We can't stop thoughts coming into our heads. We attach feelings to these thoughts depending on our life experience. However we do have control over what we do about these thoughts. We don't have to chase them and we certainly don't have to act on them if they they are harmful thoughts. We all live in our heads, but what we think is not necessarily real. For example, I used to worry what other people think about me, but in reality they were unlikely to be judging me. They were too busy with their own concerns. I know someone who has had a successful life and is generally happy, but still has suicidal thoughts. He has learnt, with support, that that is ok as thoughts pass, along with any attached thoughts. He doesn't act on them.

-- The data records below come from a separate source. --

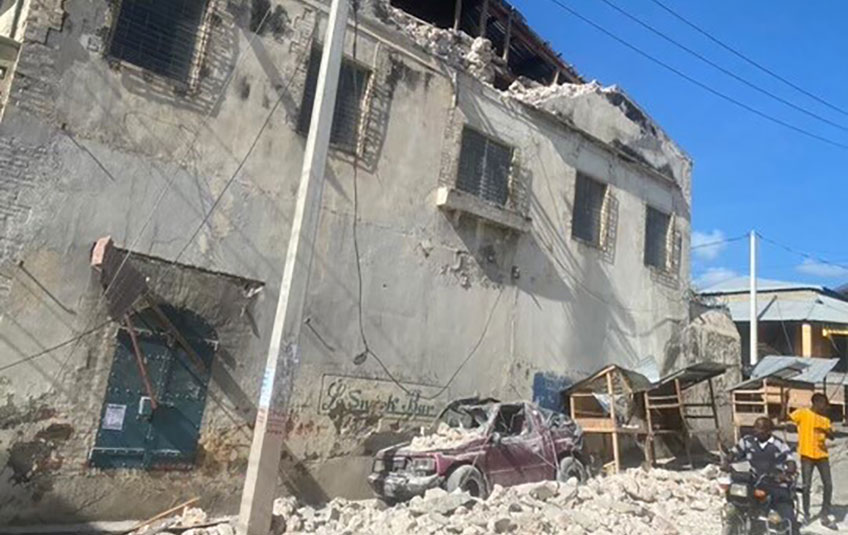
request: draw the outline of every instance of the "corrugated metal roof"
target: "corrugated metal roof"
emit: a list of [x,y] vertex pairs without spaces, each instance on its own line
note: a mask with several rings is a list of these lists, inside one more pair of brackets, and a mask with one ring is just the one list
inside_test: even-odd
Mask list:
[[[735,277],[733,279],[729,279],[718,284],[713,284],[712,286],[708,286],[706,288],[699,288],[699,290],[703,295],[744,293],[750,290],[749,281],[750,277],[745,275],[742,277]],[[786,290],[816,290],[822,292],[825,290],[825,287],[818,284],[807,284],[804,282],[787,282],[757,278],[758,293]]]
[[728,368],[729,366],[720,362],[699,362],[663,377],[662,381],[659,381],[659,384],[670,383],[677,379],[680,381],[680,388],[686,390],[698,383],[718,377],[726,372]]
[[[727,303],[733,321],[750,321],[749,300]],[[757,295],[757,317],[760,321],[817,321],[848,324],[848,301],[824,294],[784,296]]]
[[751,378],[762,379],[769,377],[780,370],[792,366],[803,369],[798,375],[790,375],[786,379],[797,383],[821,383],[830,373],[839,359],[823,359],[816,357],[794,357],[794,356],[768,356],[763,357],[754,370]]

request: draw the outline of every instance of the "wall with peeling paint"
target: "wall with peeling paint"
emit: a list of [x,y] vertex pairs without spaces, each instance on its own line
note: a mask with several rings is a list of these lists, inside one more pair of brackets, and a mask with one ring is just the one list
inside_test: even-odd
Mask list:
[[[198,494],[208,510],[238,505],[323,8],[275,3],[257,36],[268,3],[215,3],[201,79],[186,93],[105,55],[114,4],[32,0],[0,124],[0,367],[106,320],[88,258],[111,235],[144,255],[132,261],[153,291],[201,314],[222,339],[202,447],[190,472],[87,466],[114,353],[109,325],[0,371],[4,525],[144,517]],[[353,40],[349,31],[348,56]],[[374,79],[365,139],[355,173],[344,153],[328,164],[279,477],[281,492],[316,501],[366,493],[369,456],[451,397],[531,397],[540,373],[573,380],[608,362],[664,362],[687,320],[688,255],[669,280],[642,254],[646,203],[676,214],[688,250],[691,162],[681,156],[685,176],[665,177],[456,73],[379,21],[361,21],[356,50]],[[612,104],[594,112],[599,124],[624,120]],[[464,124],[515,148],[529,232],[437,208]],[[571,238],[577,171],[613,188],[613,254]],[[362,327],[403,388],[373,357],[354,363],[364,348],[354,210]]]

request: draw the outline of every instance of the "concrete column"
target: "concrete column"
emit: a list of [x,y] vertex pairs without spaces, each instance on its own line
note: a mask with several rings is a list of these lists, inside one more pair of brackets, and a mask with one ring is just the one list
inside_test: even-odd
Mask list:
[[801,325],[801,356],[813,356],[813,326],[809,323]]
[[324,169],[327,164],[330,129],[344,52],[349,2],[350,0],[333,0],[330,7],[312,107],[312,121],[306,138],[300,187],[292,218],[291,237],[283,266],[277,312],[271,330],[253,443],[242,492],[237,526],[241,535],[268,535],[271,529],[272,506],[277,494],[277,471],[286,427],[286,409],[295,370],[300,362],[298,340],[303,323],[306,283],[318,229]]

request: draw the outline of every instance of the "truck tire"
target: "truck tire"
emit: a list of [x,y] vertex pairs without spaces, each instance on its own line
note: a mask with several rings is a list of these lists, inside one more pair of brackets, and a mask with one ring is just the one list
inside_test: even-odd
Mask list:
[[585,483],[589,479],[586,467],[577,458],[565,456],[559,461],[557,468],[557,481],[565,483],[571,478],[577,479],[578,483]]
[[486,480],[483,479],[483,474],[469,464],[460,466],[448,476],[445,490],[453,492],[457,489],[465,491],[475,498],[485,498],[489,495],[488,485],[486,485]]

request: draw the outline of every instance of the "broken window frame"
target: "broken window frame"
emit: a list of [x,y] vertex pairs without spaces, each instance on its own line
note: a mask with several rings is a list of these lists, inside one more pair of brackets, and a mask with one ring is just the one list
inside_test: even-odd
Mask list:
[[[592,189],[595,191],[591,191]],[[604,248],[605,215],[609,195],[609,184],[585,173],[577,173],[571,213],[572,238],[598,249]],[[597,206],[593,206],[594,204]]]
[[[312,108],[315,103],[322,50],[320,45],[313,45],[306,64],[306,80],[297,119],[297,132],[304,137],[309,134],[309,126],[312,121]],[[357,78],[359,79],[357,80]],[[333,124],[330,127],[330,146],[332,148],[348,154],[359,152],[362,141],[362,125],[365,123],[367,111],[366,95],[373,78],[373,72],[369,66],[350,58],[342,58],[336,106],[333,110]],[[347,83],[348,79],[350,79],[349,83]],[[351,97],[346,92],[347,90],[358,92],[359,95],[354,94]],[[340,122],[344,119],[347,119],[346,123]]]
[[[171,66],[171,62],[174,59],[173,57],[163,57],[159,56],[156,58],[149,52],[145,52],[145,45],[150,44],[150,40],[153,40],[154,33],[151,31],[152,28],[149,27],[149,22],[139,23],[137,21],[132,20],[132,16],[129,15],[129,10],[131,9],[145,9],[144,4],[149,4],[152,6],[153,2],[156,0],[120,0],[117,2],[117,6],[115,9],[114,22],[112,24],[112,28],[109,35],[109,44],[106,49],[107,56],[122,65],[132,66],[137,69],[141,69],[144,72],[150,73],[154,76],[161,77],[164,80],[168,80],[173,83],[183,84],[188,88],[193,88],[196,86],[199,78],[200,72],[200,58],[203,57],[206,49],[206,43],[208,41],[208,31],[209,31],[209,15],[214,10],[215,1],[214,0],[158,0],[163,4],[169,4],[169,7],[173,7],[175,2],[180,1],[182,5],[185,6],[189,3],[198,3],[202,4],[199,6],[198,17],[197,20],[189,20],[186,18],[185,20],[174,22],[173,24],[180,29],[179,36],[171,36],[173,41],[177,41],[178,39],[183,39],[182,44],[184,46],[190,46],[191,50],[187,53],[183,54],[182,58],[177,58],[179,60],[179,67],[173,68]],[[184,7],[185,9],[185,7]],[[126,43],[123,41],[123,38],[120,37],[122,33],[122,29],[126,33],[130,33],[130,30],[127,28],[132,28],[132,26],[142,25],[142,30],[137,30],[138,34],[141,36],[140,41],[137,43]],[[173,29],[173,28],[171,28]],[[164,34],[167,37],[167,34]],[[160,35],[161,37],[161,35]],[[161,39],[160,39],[161,41]],[[127,48],[129,44],[133,44],[135,50],[132,47]],[[159,43],[161,45],[161,43]],[[173,45],[174,43],[172,43]],[[118,48],[120,47],[120,48]],[[173,46],[171,50],[174,50]],[[134,52],[138,55],[138,57],[134,57],[132,54]],[[158,62],[158,65],[156,64]]]
[[[479,154],[472,153],[474,148],[471,143],[475,142],[482,143],[482,149],[478,150]],[[506,208],[512,197],[514,158],[515,148],[508,143],[476,128],[463,126],[457,162],[456,189],[500,208]],[[502,171],[498,171],[498,168]],[[494,171],[490,172],[490,169]]]
[[645,246],[642,255],[646,266],[663,272],[671,271],[670,260],[674,237],[672,216],[658,208],[645,205]]

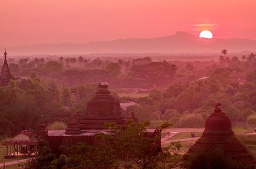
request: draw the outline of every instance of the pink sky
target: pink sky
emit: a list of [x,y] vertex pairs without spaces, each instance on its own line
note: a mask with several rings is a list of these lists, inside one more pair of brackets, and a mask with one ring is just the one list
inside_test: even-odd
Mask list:
[[256,39],[255,0],[1,1],[0,45],[84,43],[177,31]]

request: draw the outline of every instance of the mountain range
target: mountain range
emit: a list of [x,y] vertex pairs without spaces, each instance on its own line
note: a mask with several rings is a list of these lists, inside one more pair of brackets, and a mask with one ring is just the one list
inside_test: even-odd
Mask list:
[[242,38],[209,39],[199,38],[188,32],[178,32],[173,35],[152,38],[119,39],[86,43],[21,45],[7,49],[10,55],[31,55],[95,53],[219,53],[223,49],[232,53],[255,52],[256,41]]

I do urge you to seek either counselling or life coaching, as long as you choose someone you feel comfortable with. I have found this support invaluable. CLKD's suggestion of seeing a doctor first is a good idea, particularly if your husband is prepared to come with you.
Hormones do have an effect on our emotions, but our life experience does have a huge bearing on this as well. It is too simplistic to blame this on the menopause.
Have you had a family of your own? Many mothers have experienced feelings akin to bereavement when their children leave home. They have the choice to deal with how they feel or become needy with their children.
You have had a very intense experience helping this young lady for a relatively short period of time. Your feelings were intense as well and now she has left, you are left high and dry. I may have sounded unsympathetic. I am sorry for how you feel, but I cannot condone you acting on them. You are important and you deserve support, but so does this young vulnerable woman. I hope she has support from others. I wish you well.